Figure 5. Enrichment of RGCs through a Percoll gradient. βIII tubulin staining (βIII Tub.) performed in a culture enriched in RGCs. Nuclei were stained with bisbenzimide (Bisb.). Bar: 20 μm.
Figure 6. BrdU incorporation in RGCs, but not in retinal precursors, is independent of Cdk4/6 activity. (A) The selective Cdk4/6 inhibitor PD 0332991, used at 400 nM, prevents the capacity of E6 retinal precursor cells to incorporate BrdU after a short pulse (30 min). The analysis was performed after 20 h of inhibitor treatment. (B) RGC-enriched retinal cultures were lipofected with Luc-i, 1p27i, or 2p27i vectors and treated with 0.5 mg/ml BrdU for 20 h in the presence (+) or absence (−) of 400 nM PD 0332991. BrdU incorporation was evaluated in Brn3a-positive cells (a subpopulation of RGCs). (C) RGC-enriched retinal cultures treated as described above. BrdU incorporation was evaluated in cells that display RGC morphology (monoaxonic cells with round cytoplasm). *P < 0.01; **P < 0.005; ***P < 0.001 (Student´s t test, n = 3).

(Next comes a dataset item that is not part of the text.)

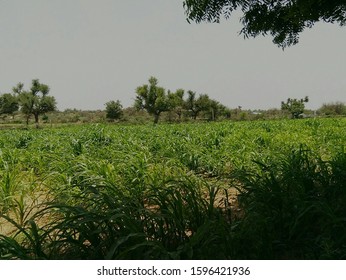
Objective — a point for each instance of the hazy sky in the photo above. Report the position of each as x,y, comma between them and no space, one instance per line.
93,51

Figure 7. RGCs with a DNA content higher than 4C are not present in the p27Kip1−/− mouse retina. Cell nuclei isolated from the retina of either p27Kip1+/+ (A) or p27Kip1−/− (B) P2 mice were immunostained for the RGC marker Brn3a, treated with PI (DNA content), and then analyzed by flow cytometry (n = 3 for each genotype). Representative DNA content histograms are shown for Brn3a+ nuclei. No net increase of RGCs with a DNA content above 4C can be seen in p27Kip1−/− retinas.